I have always wanted to do a running diary. It seems nothing could be more enjoyable than hanging out with your friends, binging on fast food or TV, and recording everything that happens.

This year, I camped out with over 700 other Xavier students, waiting in line for tickets to the UC game. I was armed with eight good friends, copious amounts of junk food, a “waterproof” tent, and a notebook. Only 77 hours, 2,826 words (and 288 fluid ounces of Coke) later, I have a piece of paper granting me entrance to imminent slaughter of the UC Bearcats, as well as this journal:

Day One - Friday

7:30am – I can’t believe I’m awake right now. This fact is a miracle and a travesty at the same time.

8:11am – You’ve probably seen group of people with whom I am camping; we’re the ones who paint blue and sit in the front row of most of the games. In fact, I’m almost positive that I’m the only three people on campus who have camped out for tickets prior to this game. We are hoping that our “X-treme” dedication will be rewarded with a good lottery number, so we don’t have to sit in row W at the game; maybe something in the low tens. And we are…

9:49am – …Tent 57! This is irrefutable proof that karma is crap.

10:00am – I’ve been out here for about half an hour now, sitting in a tent that I somehow finagled my way out of helping to construct.

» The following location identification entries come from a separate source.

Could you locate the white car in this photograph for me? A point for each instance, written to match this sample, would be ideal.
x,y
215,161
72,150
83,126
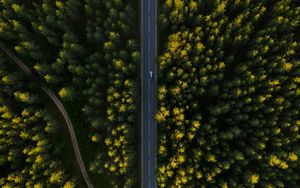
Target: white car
x,y
151,74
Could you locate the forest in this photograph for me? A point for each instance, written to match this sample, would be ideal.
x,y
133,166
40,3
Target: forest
x,y
229,95
88,53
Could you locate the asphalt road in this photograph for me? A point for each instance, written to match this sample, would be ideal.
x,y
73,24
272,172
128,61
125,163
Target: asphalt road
x,y
61,109
149,88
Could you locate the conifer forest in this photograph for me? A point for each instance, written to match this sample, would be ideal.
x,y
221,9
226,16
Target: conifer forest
x,y
227,93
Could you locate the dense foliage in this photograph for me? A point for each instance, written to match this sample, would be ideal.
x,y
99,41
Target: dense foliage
x,y
87,52
229,95
28,155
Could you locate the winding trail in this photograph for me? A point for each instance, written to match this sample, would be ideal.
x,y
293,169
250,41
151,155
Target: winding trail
x,y
61,109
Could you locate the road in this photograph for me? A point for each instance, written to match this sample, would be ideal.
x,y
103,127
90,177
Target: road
x,y
61,109
149,88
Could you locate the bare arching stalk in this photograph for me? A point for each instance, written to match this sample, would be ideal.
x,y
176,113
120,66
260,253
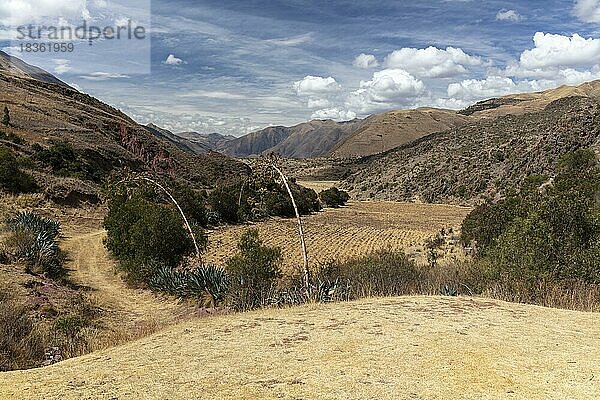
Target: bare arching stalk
x,y
185,220
300,229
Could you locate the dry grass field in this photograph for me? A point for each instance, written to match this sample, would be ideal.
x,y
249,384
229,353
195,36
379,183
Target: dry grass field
x,y
394,348
359,229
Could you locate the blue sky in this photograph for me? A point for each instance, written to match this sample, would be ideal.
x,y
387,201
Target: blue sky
x,y
236,66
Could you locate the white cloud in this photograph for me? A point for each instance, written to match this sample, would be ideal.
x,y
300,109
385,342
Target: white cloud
x,y
494,86
22,12
61,66
432,62
292,41
508,15
334,113
315,85
318,103
365,61
212,95
172,60
472,89
587,10
102,76
387,89
560,51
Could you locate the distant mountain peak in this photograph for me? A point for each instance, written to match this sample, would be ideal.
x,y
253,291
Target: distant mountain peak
x,y
16,67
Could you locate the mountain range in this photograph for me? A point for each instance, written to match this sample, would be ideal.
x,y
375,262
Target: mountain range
x,y
44,110
364,137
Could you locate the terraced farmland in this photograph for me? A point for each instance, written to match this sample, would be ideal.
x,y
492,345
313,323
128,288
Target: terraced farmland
x,y
359,229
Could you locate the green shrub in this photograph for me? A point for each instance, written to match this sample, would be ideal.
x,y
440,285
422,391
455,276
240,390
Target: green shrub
x,y
382,273
253,272
6,117
144,234
62,158
34,239
334,197
208,283
260,197
12,178
193,205
544,231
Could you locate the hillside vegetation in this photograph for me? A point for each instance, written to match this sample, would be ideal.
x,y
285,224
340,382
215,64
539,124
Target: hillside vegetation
x,y
483,159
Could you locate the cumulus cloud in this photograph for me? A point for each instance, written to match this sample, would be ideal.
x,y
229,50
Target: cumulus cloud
x,y
508,15
61,66
318,103
587,10
172,60
21,12
560,51
103,76
316,85
432,62
365,61
492,86
386,89
335,114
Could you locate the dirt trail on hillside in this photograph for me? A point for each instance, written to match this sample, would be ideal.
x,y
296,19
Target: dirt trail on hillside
x,y
126,312
394,348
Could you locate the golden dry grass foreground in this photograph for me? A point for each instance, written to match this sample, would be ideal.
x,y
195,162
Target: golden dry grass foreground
x,y
344,233
394,348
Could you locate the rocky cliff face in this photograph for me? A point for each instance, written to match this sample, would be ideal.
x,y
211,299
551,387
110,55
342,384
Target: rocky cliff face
x,y
46,111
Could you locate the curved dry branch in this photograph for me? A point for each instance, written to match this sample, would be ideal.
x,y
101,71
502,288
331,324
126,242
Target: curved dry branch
x,y
185,220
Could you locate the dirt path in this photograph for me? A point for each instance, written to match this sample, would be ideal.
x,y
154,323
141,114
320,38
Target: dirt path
x,y
395,348
126,312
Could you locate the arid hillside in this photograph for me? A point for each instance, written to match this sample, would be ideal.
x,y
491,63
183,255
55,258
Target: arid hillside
x,y
45,111
484,158
309,139
394,348
386,131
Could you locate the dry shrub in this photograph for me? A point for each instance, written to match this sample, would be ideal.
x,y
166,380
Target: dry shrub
x,y
394,274
21,343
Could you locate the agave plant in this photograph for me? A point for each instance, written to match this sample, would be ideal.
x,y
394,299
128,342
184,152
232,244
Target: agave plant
x,y
37,241
26,220
206,282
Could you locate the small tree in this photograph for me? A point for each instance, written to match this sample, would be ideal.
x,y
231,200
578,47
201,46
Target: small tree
x,y
6,117
334,197
253,271
144,234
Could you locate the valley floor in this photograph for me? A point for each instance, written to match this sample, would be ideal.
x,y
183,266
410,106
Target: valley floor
x,y
394,348
353,231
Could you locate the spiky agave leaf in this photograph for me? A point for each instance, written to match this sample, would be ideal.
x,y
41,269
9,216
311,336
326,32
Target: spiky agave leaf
x,y
27,220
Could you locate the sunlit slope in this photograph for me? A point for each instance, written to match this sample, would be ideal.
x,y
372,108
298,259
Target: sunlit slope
x,y
397,348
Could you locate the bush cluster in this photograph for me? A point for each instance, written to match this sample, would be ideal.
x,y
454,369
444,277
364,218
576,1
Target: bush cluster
x,y
145,233
253,271
259,197
334,197
206,283
548,229
64,161
12,178
34,239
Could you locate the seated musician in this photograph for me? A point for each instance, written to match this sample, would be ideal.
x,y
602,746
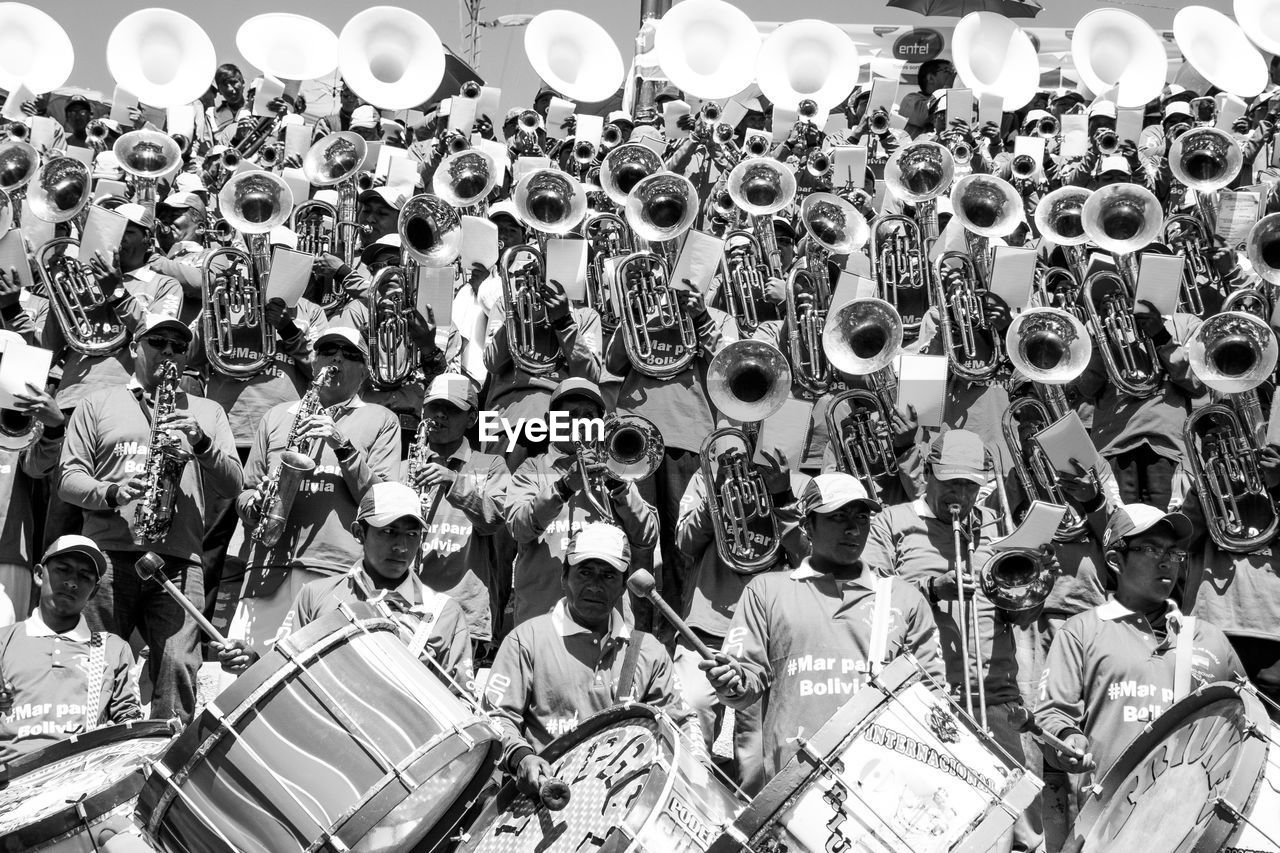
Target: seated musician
x,y
828,610
59,678
561,667
389,529
1114,669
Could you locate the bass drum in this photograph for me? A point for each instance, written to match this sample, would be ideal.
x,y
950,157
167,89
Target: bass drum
x,y
60,798
896,770
634,785
338,739
1203,776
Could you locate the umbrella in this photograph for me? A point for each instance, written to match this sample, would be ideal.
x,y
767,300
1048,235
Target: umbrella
x,y
960,8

The current temperate is (I’m estimating) -18º Farenheit. I’m wearing exactly 16 pieces of clothing, including a scarf and a Christmas sweater (that don’t match, of course). I have a feeling that the wintry climate will become the most notable element of the weekend. Because there are no electronics allowed at this year’s Campout, I’m writing this into a notebook with a Bic ballpoint pen. I haven’t handwritten anything since 1983, and my handwriting shows.

10:22am – I just counted 109 tents, which is spectacular. Maybe we will fill out the student section this time.

Tom Brady
Erika Breese

Just one side of Tent City, which consisted of around 109 tents.

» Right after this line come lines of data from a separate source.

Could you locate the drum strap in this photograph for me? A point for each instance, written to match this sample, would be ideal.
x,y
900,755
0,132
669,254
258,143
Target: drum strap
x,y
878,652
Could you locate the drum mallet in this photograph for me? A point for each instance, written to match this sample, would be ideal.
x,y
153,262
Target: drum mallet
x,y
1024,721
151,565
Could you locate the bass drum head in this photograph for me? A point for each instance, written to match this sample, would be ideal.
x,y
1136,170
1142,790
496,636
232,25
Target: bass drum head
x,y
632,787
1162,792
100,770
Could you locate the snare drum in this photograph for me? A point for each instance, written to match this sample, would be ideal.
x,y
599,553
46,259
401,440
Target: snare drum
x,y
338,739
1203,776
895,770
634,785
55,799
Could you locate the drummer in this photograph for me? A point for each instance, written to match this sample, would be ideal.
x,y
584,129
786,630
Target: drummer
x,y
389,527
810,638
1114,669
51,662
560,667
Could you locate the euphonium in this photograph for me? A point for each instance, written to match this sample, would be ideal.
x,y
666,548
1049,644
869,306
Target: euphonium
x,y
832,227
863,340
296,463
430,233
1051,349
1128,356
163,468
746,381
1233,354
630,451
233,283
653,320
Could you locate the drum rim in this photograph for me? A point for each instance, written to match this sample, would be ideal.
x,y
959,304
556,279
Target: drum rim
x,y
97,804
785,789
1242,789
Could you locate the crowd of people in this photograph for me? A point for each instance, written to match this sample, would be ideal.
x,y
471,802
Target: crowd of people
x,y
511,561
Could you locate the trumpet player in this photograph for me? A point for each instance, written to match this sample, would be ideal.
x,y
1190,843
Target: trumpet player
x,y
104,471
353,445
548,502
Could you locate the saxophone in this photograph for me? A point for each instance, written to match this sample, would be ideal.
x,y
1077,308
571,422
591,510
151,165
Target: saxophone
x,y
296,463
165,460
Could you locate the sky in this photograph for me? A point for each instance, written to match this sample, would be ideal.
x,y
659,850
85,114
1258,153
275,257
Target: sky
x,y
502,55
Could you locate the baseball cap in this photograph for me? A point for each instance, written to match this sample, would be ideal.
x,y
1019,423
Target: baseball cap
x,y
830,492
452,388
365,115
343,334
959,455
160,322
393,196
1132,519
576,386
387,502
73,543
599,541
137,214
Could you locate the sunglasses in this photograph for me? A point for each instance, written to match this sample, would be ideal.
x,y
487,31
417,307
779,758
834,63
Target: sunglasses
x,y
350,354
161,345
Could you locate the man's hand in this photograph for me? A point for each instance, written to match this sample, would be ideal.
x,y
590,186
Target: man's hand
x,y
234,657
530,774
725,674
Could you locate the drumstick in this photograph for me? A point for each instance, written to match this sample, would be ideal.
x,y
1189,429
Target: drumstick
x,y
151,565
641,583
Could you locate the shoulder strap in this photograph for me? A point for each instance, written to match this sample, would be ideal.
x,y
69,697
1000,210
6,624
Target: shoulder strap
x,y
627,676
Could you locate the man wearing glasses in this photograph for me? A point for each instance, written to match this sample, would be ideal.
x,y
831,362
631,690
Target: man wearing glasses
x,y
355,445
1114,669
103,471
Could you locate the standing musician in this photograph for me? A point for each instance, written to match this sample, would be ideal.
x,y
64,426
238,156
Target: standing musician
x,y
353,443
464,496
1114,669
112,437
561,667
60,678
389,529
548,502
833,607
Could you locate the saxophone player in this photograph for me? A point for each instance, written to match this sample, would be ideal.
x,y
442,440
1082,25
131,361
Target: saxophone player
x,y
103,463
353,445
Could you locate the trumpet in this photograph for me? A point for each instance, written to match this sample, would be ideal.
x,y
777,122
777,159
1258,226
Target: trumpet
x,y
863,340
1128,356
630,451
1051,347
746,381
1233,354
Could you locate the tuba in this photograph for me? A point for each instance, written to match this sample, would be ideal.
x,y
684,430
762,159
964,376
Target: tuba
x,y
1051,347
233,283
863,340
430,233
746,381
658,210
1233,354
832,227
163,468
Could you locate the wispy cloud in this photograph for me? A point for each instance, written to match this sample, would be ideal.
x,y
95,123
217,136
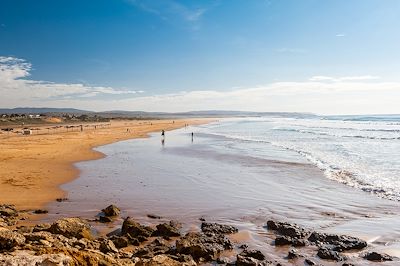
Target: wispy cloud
x,y
319,94
171,10
16,85
291,50
340,79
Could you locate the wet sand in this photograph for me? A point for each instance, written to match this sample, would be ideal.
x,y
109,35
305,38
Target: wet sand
x,y
187,180
32,168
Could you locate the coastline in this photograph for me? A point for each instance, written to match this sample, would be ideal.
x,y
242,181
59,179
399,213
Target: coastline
x,y
34,167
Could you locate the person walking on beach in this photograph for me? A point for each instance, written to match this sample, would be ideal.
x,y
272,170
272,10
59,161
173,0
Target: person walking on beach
x,y
162,137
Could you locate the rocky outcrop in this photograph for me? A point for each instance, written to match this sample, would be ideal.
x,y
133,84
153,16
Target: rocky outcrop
x,y
10,239
214,228
170,229
29,258
329,254
111,211
135,230
375,256
287,229
202,246
251,258
71,227
338,242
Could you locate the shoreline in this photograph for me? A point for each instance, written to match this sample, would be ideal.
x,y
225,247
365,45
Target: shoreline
x,y
36,166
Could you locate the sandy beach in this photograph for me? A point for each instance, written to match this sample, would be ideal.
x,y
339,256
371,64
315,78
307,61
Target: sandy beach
x,y
33,167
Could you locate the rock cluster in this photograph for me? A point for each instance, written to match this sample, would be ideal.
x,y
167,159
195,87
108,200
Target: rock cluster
x,y
69,241
329,246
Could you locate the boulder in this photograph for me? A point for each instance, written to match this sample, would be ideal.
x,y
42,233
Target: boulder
x,y
161,260
287,229
105,219
215,228
120,241
340,242
202,246
71,227
107,246
24,258
8,211
37,236
135,230
293,254
328,254
111,210
375,256
10,239
170,229
250,258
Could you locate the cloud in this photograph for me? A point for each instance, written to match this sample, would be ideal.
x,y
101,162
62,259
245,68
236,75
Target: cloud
x,y
291,50
15,85
338,79
170,9
319,94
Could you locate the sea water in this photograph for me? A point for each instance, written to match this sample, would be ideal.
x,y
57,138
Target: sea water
x,y
359,151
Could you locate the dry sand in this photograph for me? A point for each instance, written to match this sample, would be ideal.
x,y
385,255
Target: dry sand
x,y
33,167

10:23am – Is this event actually called the Crosstown Campout? Because this line of tents stretches from about here to Mt. Adams. I’m even willing to call it the Skyline Chili Crosstown Campout if I get some free cheese coneys.

11:26am – I have switched to pencil, suspecting that the ink in my pen has frozen.

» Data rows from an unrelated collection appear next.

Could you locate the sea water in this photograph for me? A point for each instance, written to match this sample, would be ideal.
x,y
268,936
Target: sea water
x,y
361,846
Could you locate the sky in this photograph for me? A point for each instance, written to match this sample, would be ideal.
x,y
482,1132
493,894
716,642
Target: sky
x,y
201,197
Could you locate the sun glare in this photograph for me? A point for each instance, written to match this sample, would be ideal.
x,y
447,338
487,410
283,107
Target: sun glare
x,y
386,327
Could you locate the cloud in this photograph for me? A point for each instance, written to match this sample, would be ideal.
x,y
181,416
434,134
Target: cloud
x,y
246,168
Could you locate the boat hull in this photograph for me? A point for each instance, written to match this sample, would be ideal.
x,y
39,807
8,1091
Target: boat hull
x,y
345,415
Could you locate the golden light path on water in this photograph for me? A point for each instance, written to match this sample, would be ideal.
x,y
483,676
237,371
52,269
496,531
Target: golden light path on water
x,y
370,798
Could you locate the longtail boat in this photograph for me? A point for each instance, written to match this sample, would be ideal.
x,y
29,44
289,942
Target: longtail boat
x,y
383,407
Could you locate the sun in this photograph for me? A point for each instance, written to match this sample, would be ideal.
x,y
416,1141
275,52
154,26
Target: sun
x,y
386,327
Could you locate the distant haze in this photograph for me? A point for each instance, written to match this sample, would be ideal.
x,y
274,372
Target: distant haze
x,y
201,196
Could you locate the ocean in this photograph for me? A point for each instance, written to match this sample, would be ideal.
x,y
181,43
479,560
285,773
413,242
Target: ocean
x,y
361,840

11:27am – The Loyola House is giving away free hot chocolate and cider. The cider is simmering with oranges in it, which is, as far as I’m concerned, groundbreaking. Also, my friend Danny just heard someone from a very low-lottery number tent say, “I don’t even know why I’m here. I don’t even like basketball.” That’s just fantastic. Did I mention that we’re 57? We’re 57.

[Reader's note: After a few groups dropped out and numbers were readjusted, we became number 47.]

12:24pm – I don’t have a meal plan, so I wouldn’t use someone else’s Allcard to get into the Caf, because that would be wrong. But if I did, today I would have had two bowls of clam chowder, a slice of pizza, some pasta, and three glasses of Coke (and complained about it).

12:25pm – Can you really “steal” something from the Caf? I mean, doesn’t something have to be desired before it can stolen?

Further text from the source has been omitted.